Fu lei a parlare. – E ha avuto allucinazioni anche su Michael Jackson? –
- Non mi dica che c’è un dottore con quella faccia, che se no me ne frego delle fratture e scappo via. –
- No. È solo che quando la curavamo al pronto soccorso continuava a dire: “Ha ragione Michael Jackson.” –
- Dicevo così? –
- Ah - a! –
- O mamma! – poi ricordò. – Ho capito. Quando mi stavano menando, mentre linciavano Gray … Lo sa che è stato un linciaggio, no? –
- Sì. E so anche del rapporto che le hanno fatto firmare. –
- Ecco. È che quando lo stavano … va be’, lo sa … io ero strisciato lontano dall’auto in fiamme, vicino alla vetrina del negozio che vende elettrodomestici, sa, quello in fondo alla Witcham? –
- Sì, lo so dov’è. –
- E mentre ero lì che vedevo quell’orrore, mentre ero lì che tentavo di capire cosa avevo di rotto, ho guardato dentro alla vetrina e c’erano tutti quei televisori a schermo piatto accesi, una parete intera, e c’erano su tutti le immagini di quella conferenza stampa di Jackson, l’avrà vista anche lei, quella di quando è morto. –
- La presentazione dei concerti. – disse lei con lo sguardo interessato.

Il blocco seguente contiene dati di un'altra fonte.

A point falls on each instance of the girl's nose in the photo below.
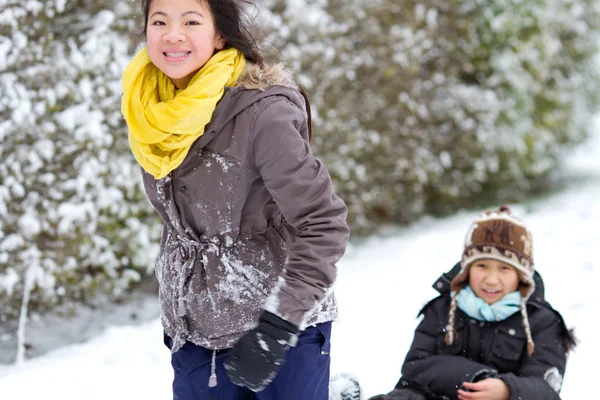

- Sì, quella. E quel che restava di Michael Jackson continuava a ripetere ossessivamente “This is it” una volta, due volte, tre volte, non so quante volte l’ha detto. E sarà stato per le botte in testa, sarà stato per la paura matta che avevo, non so, mi sembrava che Jacko parlasse di quello che avevo intorno, mi sembrava che parlasse a me e che mi dicesse “Questo è IT!” e mi faceva paura, una paura fottuta, se mi permette. “Questo è IT!” mi diceva, e io sapevo che parlava di quegli uomini che stavano facendo a pezzi il mio prigioniero, quelli che avevano quasi fatto a pezzi anche me. –
- Capisco. – disse Rachel Uris e sembrò che per un attimo quelle parole avessero detto qualcosa anche a lei. Le avevano fatto paura, le avevano ricordato il volto della madre quando, un’unica volta in vita sua, le aveva parlato della morte del padre, della morte di quel padre che si era suicidato il giorno dopo il suo concepimento rendendola orfana ancor prima di cominciare a esistere. Le sembrò che il Jacko descritto da Stan avesse parlato in realtà anche di quello. Scosse la testa e sorridendo disse: - Capisco. Cosa cercava in tv? –
Stan rimase un attimo interdetto, in realtà stava girando a vuoto col telecomando, solo per passare il tempo, ma la sua bocca parlò da sola. – Il Richard Tozier show. Lo ha mai visto? –
- Sì. – disse lei. – Lo guardo spesso durante i turni di notte. Dovrebbe cominciare proprio tra cinque minuti. – e prendendogli il telecomando cambiò canale mettendo sul 58.
- Anzi … - disse spostando la sedia accanto al suo letto – Se non le dispiace, avendo finito il mio giro, lo guarderei con lei. – e naturalmente Stan non disse no a quel sorriso. Fratture o non fratture non avrebbe mai detto di no a quel sorriso.